Wednesday, August 3, 2016

Workout Wednesday // Arm & Shoulder Routine

Hey Loves! Hope you all are having a fabulous Wednesday. Today's blog post is going to be a short 30 minute arm and shoulder workout routine. I ran threw this routine yesterday while I was at the gym and I loved it! Just made it up as I went along and I had my mind set on getting out of the gym at 6. It is nice if you are in a time crunch and need something quick and effective.
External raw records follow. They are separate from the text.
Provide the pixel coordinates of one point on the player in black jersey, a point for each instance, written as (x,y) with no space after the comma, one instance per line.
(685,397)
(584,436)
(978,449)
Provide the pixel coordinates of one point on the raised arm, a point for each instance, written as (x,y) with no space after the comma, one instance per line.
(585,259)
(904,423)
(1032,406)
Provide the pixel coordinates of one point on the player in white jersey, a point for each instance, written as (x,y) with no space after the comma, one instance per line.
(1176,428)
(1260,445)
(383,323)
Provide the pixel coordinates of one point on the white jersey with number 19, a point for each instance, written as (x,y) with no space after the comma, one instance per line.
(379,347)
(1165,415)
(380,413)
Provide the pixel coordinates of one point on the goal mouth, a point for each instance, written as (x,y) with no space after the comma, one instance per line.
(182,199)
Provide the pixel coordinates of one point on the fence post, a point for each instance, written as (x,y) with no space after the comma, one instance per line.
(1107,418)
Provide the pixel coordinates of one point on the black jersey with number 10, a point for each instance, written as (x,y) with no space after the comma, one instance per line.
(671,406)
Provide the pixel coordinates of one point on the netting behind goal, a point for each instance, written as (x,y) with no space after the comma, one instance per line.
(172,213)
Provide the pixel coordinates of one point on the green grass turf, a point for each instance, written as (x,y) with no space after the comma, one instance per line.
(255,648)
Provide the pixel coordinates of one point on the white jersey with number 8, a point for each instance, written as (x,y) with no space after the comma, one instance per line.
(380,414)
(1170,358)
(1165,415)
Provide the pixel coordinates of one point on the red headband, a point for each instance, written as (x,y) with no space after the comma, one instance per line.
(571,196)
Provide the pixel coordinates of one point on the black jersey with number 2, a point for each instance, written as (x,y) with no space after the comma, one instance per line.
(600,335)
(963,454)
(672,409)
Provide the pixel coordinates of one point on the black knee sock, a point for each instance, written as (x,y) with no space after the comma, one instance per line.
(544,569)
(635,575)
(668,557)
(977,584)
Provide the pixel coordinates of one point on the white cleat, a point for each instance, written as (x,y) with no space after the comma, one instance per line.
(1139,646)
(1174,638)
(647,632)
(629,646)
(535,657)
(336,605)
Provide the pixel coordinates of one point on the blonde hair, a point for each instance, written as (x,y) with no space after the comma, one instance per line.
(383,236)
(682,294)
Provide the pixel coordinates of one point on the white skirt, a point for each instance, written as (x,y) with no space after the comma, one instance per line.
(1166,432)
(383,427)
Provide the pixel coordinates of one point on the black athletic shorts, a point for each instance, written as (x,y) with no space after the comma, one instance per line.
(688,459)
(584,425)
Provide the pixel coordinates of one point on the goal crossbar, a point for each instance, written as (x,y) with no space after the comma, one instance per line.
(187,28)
So enough chat and let's get to the workout. 

Superset
3 sets of 12 reps 
Bicep curls followed by Hammer curls
( I used 10 lb dumbbells and at first it was easy but wait until the last few reps)
Lateral raises (7.5 lbs) 

Superset
3 sets of 15 reps
Upright row followed by Alternative front raises (15 reps each arm)
(I used 8 lbs for both exercises)

Shoulder press 
3 sets of 12 reps using 15 lbs 
(again these were difficult, so if you need to drop down in weight that's okay, you'll eventually work your way up as you get stronger)

Arnold press
3 sets of 12 reps

Superset
3 sets of 12 reps
Tricep push downs followed by tricep pull downs ( I used the cable machines with a straight bar attachment) 

Tricep extensions
3 sets of 12 reps

That's it! You'll be rocking those sexy arms before no time if you do this routine 2-3 times a week!